Il “job hopping”, saltare da un lavoro all’altro, è diventato talmente vantaggioso per i lavoratori che sono le aziende che devono trovare dei rimedi per non subire i continui cambiamenti di personale a disposizione. Quando il tasso di disoccupazione è così basso vuol dire che chi vuole un lavoro tendenzialmente ce l’ha, e che quindi per avere qualcuno bisogna “rubarlo” da un altro posto di lavoro: questo significa offrire stipendi più alti o maggiori garanzie, e ciò comporta una maggiore esposizione – maggiori rischi – per le aziende.

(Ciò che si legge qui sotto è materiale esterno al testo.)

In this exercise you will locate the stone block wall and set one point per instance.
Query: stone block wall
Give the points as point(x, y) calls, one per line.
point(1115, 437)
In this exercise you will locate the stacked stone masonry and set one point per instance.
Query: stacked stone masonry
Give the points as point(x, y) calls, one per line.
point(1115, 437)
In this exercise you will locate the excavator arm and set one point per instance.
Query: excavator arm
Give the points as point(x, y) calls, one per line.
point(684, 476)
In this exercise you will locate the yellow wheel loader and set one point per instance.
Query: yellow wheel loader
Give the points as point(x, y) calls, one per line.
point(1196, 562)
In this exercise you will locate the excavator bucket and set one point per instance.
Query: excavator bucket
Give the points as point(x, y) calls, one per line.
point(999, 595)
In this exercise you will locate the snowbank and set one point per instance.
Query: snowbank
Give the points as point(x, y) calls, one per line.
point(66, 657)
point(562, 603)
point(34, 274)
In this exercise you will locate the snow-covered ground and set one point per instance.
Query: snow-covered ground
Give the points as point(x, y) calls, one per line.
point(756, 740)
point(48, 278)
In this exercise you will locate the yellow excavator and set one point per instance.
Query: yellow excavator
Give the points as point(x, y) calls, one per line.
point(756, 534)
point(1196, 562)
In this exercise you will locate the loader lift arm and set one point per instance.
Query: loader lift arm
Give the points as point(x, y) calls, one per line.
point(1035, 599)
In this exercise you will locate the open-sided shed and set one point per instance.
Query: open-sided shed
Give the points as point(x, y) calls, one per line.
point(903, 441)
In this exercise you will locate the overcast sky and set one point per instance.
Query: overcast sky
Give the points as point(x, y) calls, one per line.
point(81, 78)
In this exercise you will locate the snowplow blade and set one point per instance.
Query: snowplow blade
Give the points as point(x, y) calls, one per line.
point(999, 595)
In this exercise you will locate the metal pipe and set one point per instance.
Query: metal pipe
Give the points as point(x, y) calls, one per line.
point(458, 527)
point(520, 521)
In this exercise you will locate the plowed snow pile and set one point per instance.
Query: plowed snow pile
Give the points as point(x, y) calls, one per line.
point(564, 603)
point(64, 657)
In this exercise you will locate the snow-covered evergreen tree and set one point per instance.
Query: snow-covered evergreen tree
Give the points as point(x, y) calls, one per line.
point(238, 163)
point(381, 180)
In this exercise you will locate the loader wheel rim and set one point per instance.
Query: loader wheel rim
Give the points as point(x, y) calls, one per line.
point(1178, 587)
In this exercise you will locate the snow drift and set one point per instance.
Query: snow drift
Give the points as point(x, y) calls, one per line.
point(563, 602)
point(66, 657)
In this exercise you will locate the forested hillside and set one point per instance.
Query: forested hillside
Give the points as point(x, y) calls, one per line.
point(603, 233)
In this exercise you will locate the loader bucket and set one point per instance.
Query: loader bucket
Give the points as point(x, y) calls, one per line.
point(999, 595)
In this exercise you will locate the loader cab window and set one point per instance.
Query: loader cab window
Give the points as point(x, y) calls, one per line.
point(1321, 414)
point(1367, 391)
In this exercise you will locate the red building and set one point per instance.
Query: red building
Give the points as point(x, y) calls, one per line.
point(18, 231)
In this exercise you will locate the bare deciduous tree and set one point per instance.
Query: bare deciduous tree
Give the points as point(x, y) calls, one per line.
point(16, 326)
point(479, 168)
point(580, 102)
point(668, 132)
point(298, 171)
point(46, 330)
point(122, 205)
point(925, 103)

Si inverte il potere contrattuale: la catena di ristoranti Saladworks ha aumentato del 5 per cento la paga base per i camerieri, e ha anche abbassato gli standard d’assunzione: ora i tatuaggi e i piercing sono accettati. L’orario di lavoro è diventato meno impegnativo e le concessioni sono più frequenti, per ragioni fino a poco tempo fa inimmaginabili (tipo essere a casa in tempo per portare fuori il cane), ma “se dici di no a un venerdì libero – ha raccontato un responsabile di uno di questi ristoranti – se ne vanno subito: sanno che per il lunedì successivo hanno già trovato lavoro da un’altra parte”.
Anche se il ministero del Lavoro individua questo momento d’oro per il “job hopping” in molti settori – il titolo dell’articolo del Wall Street Journal è “chi lascia vince” – non per tutti il passaggio da un lavoro all’altro è rapido e soddisfacente. Ci sono ancora molti lavoratori part time che sognano un impiego più stabile e non riescono a trovarlo, anche perché nell’ultimo decennio hanno spesso dovuto accontentarsi di lavori temporanei senza troppe prospettive di crescita: ambire a una carriera cominciando da zero resta un obiettivo più difficile da raggiungere. Ma la mobilità è tornata a livelli alti, e con essa aumenta la propensione al rischio. La Federal Reserve vigila, perché se ci sono pochi lavoratori sul mercato e l’inflazione cresce vuol dire che l’economia è surriscaldata, ed è necessario mettere mano ai tassi di interesse con più grinta rispetto all’approccio di oggi. Anche il Congresso vigila, perché ci sono molti fattori che il mercato del lavoro deve ancora assorbire, il processo di automatizzazione di parecchi settori per esempio, e non ci si può trovare impreparati. Ma intanto soprattutto i più giovani si godono il momento in cui tutto sembra possibile, anche dimettersi per noia o per antipatia, e poter brindare dicendo: merito di più.